I spent the winter of 1974 in a small, unheated cabin near Hickory, NC. To get to the cabin, I would take one of the east-west roads in Hickory, like 1st or 2nd Avenue, and drive to US 321 and then head north. Not far up 321 there was a dirt road on the right and I'd turn into that. (No doubt the road is paved now.) I'd enter a forest (now a subdivision) and drive until I came to a small cabin. It was a summer cottage and therefore it was unheated. At night (winter, remember), the room would get cold enough to freeze water left in a glass. I slept on a sofa under an electric blanket on the highest heat setting, with several "regular" blankets on top of the electric blanket. There was a sheet metal shower stall in the bathroom, but in the morning the water faucets could not be turned because they were frozen.

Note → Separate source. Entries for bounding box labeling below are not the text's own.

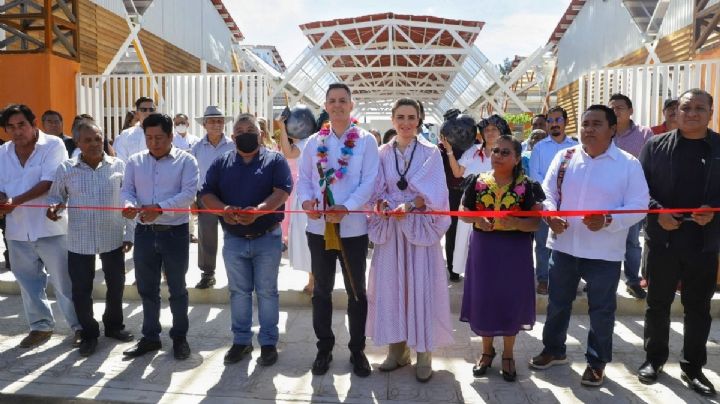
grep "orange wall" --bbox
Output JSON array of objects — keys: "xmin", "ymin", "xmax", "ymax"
[{"xmin": 0, "ymin": 53, "xmax": 80, "ymax": 140}]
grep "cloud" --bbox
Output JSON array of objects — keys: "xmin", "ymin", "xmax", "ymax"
[
  {"xmin": 475, "ymin": 12, "xmax": 560, "ymax": 64},
  {"xmin": 225, "ymin": 0, "xmax": 569, "ymax": 65}
]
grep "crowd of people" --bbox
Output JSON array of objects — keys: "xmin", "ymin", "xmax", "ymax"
[{"xmin": 0, "ymin": 83, "xmax": 720, "ymax": 395}]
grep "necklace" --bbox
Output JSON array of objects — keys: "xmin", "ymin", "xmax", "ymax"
[
  {"xmin": 393, "ymin": 139, "xmax": 418, "ymax": 191},
  {"xmin": 317, "ymin": 119, "xmax": 360, "ymax": 185}
]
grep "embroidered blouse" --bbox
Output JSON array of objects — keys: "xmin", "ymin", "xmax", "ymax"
[{"xmin": 463, "ymin": 171, "xmax": 545, "ymax": 231}]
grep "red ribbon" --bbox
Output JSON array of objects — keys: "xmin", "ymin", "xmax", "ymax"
[{"xmin": 2, "ymin": 204, "xmax": 720, "ymax": 217}]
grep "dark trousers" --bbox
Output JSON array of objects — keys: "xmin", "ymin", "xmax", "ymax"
[
  {"xmin": 198, "ymin": 213, "xmax": 220, "ymax": 276},
  {"xmin": 445, "ymin": 188, "xmax": 465, "ymax": 273},
  {"xmin": 133, "ymin": 223, "xmax": 190, "ymax": 341},
  {"xmin": 307, "ymin": 233, "xmax": 368, "ymax": 352},
  {"xmin": 645, "ymin": 243, "xmax": 718, "ymax": 373},
  {"xmin": 68, "ymin": 247, "xmax": 125, "ymax": 339},
  {"xmin": 543, "ymin": 251, "xmax": 620, "ymax": 369}
]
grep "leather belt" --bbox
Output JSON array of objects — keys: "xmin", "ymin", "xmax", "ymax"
[
  {"xmin": 138, "ymin": 224, "xmax": 182, "ymax": 232},
  {"xmin": 239, "ymin": 223, "xmax": 280, "ymax": 240}
]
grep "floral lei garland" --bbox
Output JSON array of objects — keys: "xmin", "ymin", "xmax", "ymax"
[
  {"xmin": 317, "ymin": 119, "xmax": 360, "ymax": 185},
  {"xmin": 475, "ymin": 173, "xmax": 527, "ymax": 210}
]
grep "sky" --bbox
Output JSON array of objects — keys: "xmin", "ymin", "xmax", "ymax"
[{"xmin": 224, "ymin": 0, "xmax": 570, "ymax": 65}]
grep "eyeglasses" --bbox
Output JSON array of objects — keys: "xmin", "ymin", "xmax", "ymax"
[{"xmin": 490, "ymin": 147, "xmax": 512, "ymax": 157}]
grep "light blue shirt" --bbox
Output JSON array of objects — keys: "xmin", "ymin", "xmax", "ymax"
[
  {"xmin": 190, "ymin": 135, "xmax": 235, "ymax": 192},
  {"xmin": 528, "ymin": 135, "xmax": 578, "ymax": 184},
  {"xmin": 48, "ymin": 154, "xmax": 135, "ymax": 255},
  {"xmin": 121, "ymin": 146, "xmax": 198, "ymax": 225}
]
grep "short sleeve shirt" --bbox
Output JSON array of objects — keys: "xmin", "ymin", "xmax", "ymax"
[{"xmin": 200, "ymin": 147, "xmax": 292, "ymax": 236}]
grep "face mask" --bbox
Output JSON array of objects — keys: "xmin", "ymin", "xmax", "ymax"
[{"xmin": 235, "ymin": 133, "xmax": 260, "ymax": 153}]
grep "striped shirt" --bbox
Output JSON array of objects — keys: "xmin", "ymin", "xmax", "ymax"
[{"xmin": 48, "ymin": 155, "xmax": 135, "ymax": 255}]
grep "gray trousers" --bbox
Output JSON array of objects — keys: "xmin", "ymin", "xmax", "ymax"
[{"xmin": 197, "ymin": 213, "xmax": 220, "ymax": 276}]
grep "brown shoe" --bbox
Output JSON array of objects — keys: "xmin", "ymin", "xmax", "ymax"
[
  {"xmin": 18, "ymin": 331, "xmax": 52, "ymax": 348},
  {"xmin": 530, "ymin": 353, "xmax": 567, "ymax": 370},
  {"xmin": 580, "ymin": 365, "xmax": 605, "ymax": 387},
  {"xmin": 535, "ymin": 281, "xmax": 547, "ymax": 295},
  {"xmin": 73, "ymin": 330, "xmax": 82, "ymax": 348}
]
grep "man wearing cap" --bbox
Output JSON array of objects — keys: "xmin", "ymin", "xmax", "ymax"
[
  {"xmin": 200, "ymin": 114, "xmax": 292, "ymax": 366},
  {"xmin": 190, "ymin": 105, "xmax": 235, "ymax": 289},
  {"xmin": 113, "ymin": 97, "xmax": 155, "ymax": 163},
  {"xmin": 650, "ymin": 98, "xmax": 678, "ymax": 135},
  {"xmin": 608, "ymin": 94, "xmax": 653, "ymax": 299},
  {"xmin": 173, "ymin": 113, "xmax": 202, "ymax": 243}
]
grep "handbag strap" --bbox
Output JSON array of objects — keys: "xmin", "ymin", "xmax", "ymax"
[{"xmin": 557, "ymin": 147, "xmax": 575, "ymax": 210}]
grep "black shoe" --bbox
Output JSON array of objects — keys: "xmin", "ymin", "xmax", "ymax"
[
  {"xmin": 350, "ymin": 351, "xmax": 372, "ymax": 377},
  {"xmin": 105, "ymin": 330, "xmax": 135, "ymax": 342},
  {"xmin": 123, "ymin": 337, "xmax": 162, "ymax": 358},
  {"xmin": 312, "ymin": 352, "xmax": 332, "ymax": 376},
  {"xmin": 195, "ymin": 275, "xmax": 216, "ymax": 289},
  {"xmin": 680, "ymin": 371, "xmax": 715, "ymax": 397},
  {"xmin": 78, "ymin": 338, "xmax": 97, "ymax": 358},
  {"xmin": 473, "ymin": 348, "xmax": 495, "ymax": 377},
  {"xmin": 500, "ymin": 358, "xmax": 517, "ymax": 382},
  {"xmin": 173, "ymin": 337, "xmax": 190, "ymax": 361},
  {"xmin": 223, "ymin": 344, "xmax": 253, "ymax": 365},
  {"xmin": 638, "ymin": 361, "xmax": 662, "ymax": 384},
  {"xmin": 258, "ymin": 345, "xmax": 277, "ymax": 366},
  {"xmin": 625, "ymin": 285, "xmax": 647, "ymax": 300}
]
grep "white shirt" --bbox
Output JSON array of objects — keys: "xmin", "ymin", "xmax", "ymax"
[
  {"xmin": 173, "ymin": 132, "xmax": 200, "ymax": 151},
  {"xmin": 113, "ymin": 123, "xmax": 147, "ymax": 164},
  {"xmin": 0, "ymin": 130, "xmax": 68, "ymax": 241},
  {"xmin": 544, "ymin": 143, "xmax": 650, "ymax": 261},
  {"xmin": 297, "ymin": 127, "xmax": 380, "ymax": 237},
  {"xmin": 190, "ymin": 134, "xmax": 235, "ymax": 191},
  {"xmin": 120, "ymin": 147, "xmax": 198, "ymax": 225},
  {"xmin": 528, "ymin": 135, "xmax": 578, "ymax": 184},
  {"xmin": 458, "ymin": 144, "xmax": 492, "ymax": 178}
]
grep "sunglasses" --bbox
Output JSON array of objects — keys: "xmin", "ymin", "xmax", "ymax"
[{"xmin": 490, "ymin": 147, "xmax": 512, "ymax": 157}]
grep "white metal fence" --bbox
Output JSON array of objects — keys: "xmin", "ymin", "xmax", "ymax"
[
  {"xmin": 77, "ymin": 73, "xmax": 272, "ymax": 137},
  {"xmin": 578, "ymin": 59, "xmax": 720, "ymax": 131}
]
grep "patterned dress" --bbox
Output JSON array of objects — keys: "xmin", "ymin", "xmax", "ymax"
[
  {"xmin": 366, "ymin": 136, "xmax": 453, "ymax": 352},
  {"xmin": 460, "ymin": 172, "xmax": 545, "ymax": 337}
]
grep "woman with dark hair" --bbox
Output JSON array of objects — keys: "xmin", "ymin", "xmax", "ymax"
[
  {"xmin": 366, "ymin": 99, "xmax": 453, "ymax": 382},
  {"xmin": 460, "ymin": 135, "xmax": 545, "ymax": 381},
  {"xmin": 443, "ymin": 115, "xmax": 512, "ymax": 274}
]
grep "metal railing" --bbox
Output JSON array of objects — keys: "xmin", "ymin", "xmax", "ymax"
[{"xmin": 76, "ymin": 73, "xmax": 272, "ymax": 137}]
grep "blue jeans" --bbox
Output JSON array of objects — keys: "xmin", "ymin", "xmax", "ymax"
[
  {"xmin": 133, "ymin": 223, "xmax": 190, "ymax": 341},
  {"xmin": 8, "ymin": 235, "xmax": 82, "ymax": 331},
  {"xmin": 543, "ymin": 251, "xmax": 620, "ymax": 369},
  {"xmin": 222, "ymin": 226, "xmax": 282, "ymax": 346},
  {"xmin": 535, "ymin": 221, "xmax": 552, "ymax": 282},
  {"xmin": 623, "ymin": 220, "xmax": 643, "ymax": 286}
]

I had no TV but I had a radio. At night I listened to the Larry Glick radio show that was broadcast on clear-channel WBZ 1030 in Boston. That show was a hoot. Glick would call people on his studio phone and talk to them, not telling them their conversation was being transmitted over the air as they spoke. One night he called an airplane pilot who had recently been in the news for being involved in some kind of aircraft mishap. Larry got the pilot to talk about the accident in a fair amount of detail. At the end of the conversation, the pilot asked Larry to not reveal to anyone what he had said. Larry agreed not to tell anyone about their conversation. But, of course, the entire conversation had gone out over WBZ's powerful clear-channel radio waves that probably reached all the way to Mexico.
A popular movie at the time was American Graffiti. The film was set in 1962, on the last day of summer vacation for friends Curt (Richard Dreyfuss), Steve (Ronny Howard), Terry (Charles Martin Smith) and John (Paul Le Mat). They cruised the streets of a small California town, while a mysterious disc jockey (Wolfman Jack) spun classic rock'n'roll tunes that were broadcast over 150,000 watt radio station XERB. That station today is called XEPRS-AM. (For radio aficionados, XEPRS is a Class A, 50,000-watt clear-channel station using a non-directional antenna in the daytime and a three-tower array directional antenna at night. It is licensed to Playas de Rosarito, a suburb of Tijuana in Baja California, Mexico. You can listen here.)
The year 1974 was also the year that a friend and I bought a Chevy camper van and traveled all over America with our three dogs and often with one or more hitchhikers. Fun times!